Re: Latent variable scores as input for logistic regression

Posted: Mon May 16, 2016 12:46 pm
by benediktc
Thank you very much for your reply, Dr. Becker!
jmbecker wrote: 2) You could include the binary dependent variable in your model and estimate a linear probability model. It has some disadvantageous to a logistic regression, but it can also be very similar. In addition, you could use that model only to estimate the LV scores and validate the measurement properties and then take the LV scores (as you have proposed) to do a logistic regression analysis.
With regard to your second suggestion: How exactly would you use a linear probability model to estimate the required LV scores, that is what would be the independent/dependent variables? I might be missing something in your thought and am curious to better understand the idea.
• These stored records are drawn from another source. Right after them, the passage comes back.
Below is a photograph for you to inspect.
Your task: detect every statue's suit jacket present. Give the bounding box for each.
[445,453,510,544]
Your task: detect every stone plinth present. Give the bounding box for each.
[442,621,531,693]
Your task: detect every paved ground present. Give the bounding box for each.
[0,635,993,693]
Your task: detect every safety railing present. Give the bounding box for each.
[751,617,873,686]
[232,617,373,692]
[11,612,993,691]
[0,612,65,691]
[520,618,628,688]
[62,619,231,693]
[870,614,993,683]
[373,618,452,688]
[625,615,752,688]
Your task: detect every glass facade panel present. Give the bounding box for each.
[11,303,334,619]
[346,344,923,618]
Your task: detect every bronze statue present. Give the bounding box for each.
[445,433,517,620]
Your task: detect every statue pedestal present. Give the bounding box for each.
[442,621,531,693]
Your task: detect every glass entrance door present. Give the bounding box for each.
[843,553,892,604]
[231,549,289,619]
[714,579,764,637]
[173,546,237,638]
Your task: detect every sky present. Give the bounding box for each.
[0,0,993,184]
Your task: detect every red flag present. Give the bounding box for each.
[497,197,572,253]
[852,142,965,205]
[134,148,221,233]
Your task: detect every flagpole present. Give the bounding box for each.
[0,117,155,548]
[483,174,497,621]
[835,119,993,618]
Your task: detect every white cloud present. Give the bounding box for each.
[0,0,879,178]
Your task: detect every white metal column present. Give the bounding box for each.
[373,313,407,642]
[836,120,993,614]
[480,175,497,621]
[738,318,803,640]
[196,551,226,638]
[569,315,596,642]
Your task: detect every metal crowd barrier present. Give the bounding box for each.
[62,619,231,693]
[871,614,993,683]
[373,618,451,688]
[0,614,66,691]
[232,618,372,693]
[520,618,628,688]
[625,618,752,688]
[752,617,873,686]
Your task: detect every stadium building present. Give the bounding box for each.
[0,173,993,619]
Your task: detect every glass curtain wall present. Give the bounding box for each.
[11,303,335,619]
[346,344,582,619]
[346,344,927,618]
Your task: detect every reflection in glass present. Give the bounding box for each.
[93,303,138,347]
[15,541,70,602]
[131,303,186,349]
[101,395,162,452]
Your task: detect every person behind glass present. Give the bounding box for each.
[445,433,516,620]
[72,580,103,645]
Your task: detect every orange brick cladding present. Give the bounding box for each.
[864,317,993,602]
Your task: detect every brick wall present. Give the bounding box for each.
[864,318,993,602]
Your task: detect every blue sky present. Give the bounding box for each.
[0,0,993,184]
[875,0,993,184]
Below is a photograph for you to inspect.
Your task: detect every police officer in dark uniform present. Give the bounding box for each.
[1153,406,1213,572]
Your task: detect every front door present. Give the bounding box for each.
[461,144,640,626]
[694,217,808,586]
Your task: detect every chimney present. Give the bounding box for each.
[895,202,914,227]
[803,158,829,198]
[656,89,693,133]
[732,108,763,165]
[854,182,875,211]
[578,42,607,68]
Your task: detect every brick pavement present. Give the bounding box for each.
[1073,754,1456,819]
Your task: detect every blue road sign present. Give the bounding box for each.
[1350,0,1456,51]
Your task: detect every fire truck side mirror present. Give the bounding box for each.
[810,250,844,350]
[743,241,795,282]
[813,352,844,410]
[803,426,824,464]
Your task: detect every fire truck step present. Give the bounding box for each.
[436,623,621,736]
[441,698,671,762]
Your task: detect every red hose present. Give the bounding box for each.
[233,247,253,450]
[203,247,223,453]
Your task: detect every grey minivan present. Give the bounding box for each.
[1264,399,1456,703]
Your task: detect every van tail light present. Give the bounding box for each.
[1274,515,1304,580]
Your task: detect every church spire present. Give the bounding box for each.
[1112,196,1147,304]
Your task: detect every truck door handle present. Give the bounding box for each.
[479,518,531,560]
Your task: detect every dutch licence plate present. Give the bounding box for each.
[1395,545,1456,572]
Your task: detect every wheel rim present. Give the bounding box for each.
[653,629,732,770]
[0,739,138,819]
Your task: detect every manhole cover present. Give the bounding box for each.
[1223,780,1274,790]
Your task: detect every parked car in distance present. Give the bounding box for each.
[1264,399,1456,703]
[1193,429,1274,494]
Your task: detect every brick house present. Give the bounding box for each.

Re: Latent variable scores as input for logistic regression

Posted: Sun Jan 17, 2021 3:47 am
by pham
Hi,
I am pretty newbie for SmartPLS and also have the same problem with binary variable as DV in model. I have read that weighted PLS (WPLS) is now available in SmartPLS 3 to test a model with binary outcome variable, but for further guide I haven't found any references. Could you explain more about that procedure?
Should I first put all LV and their indicators and DV as well to estimate the model fit, then using LV scores to calculate the logistic regression on DV?

Many thanks in advance.

Re: Latent variable scores as input for logistic regression

Posted: Tue Feb 23, 2021 8:28 am
by jmbecker
I am not sure whether the weighted PLS will help with this issue.

The general procedure would be the following:
Build you model with your normal constructs as independent latent variables and the binary response as single item construct. Estimate the PLS model. The results would be similar to a linear probability model. This is not optimal but it should capture at least the correlation structure between the binary response and the independent variables approximately. Then, extract the latent variable scores and estimate a logistic regression outside of SmartPLS.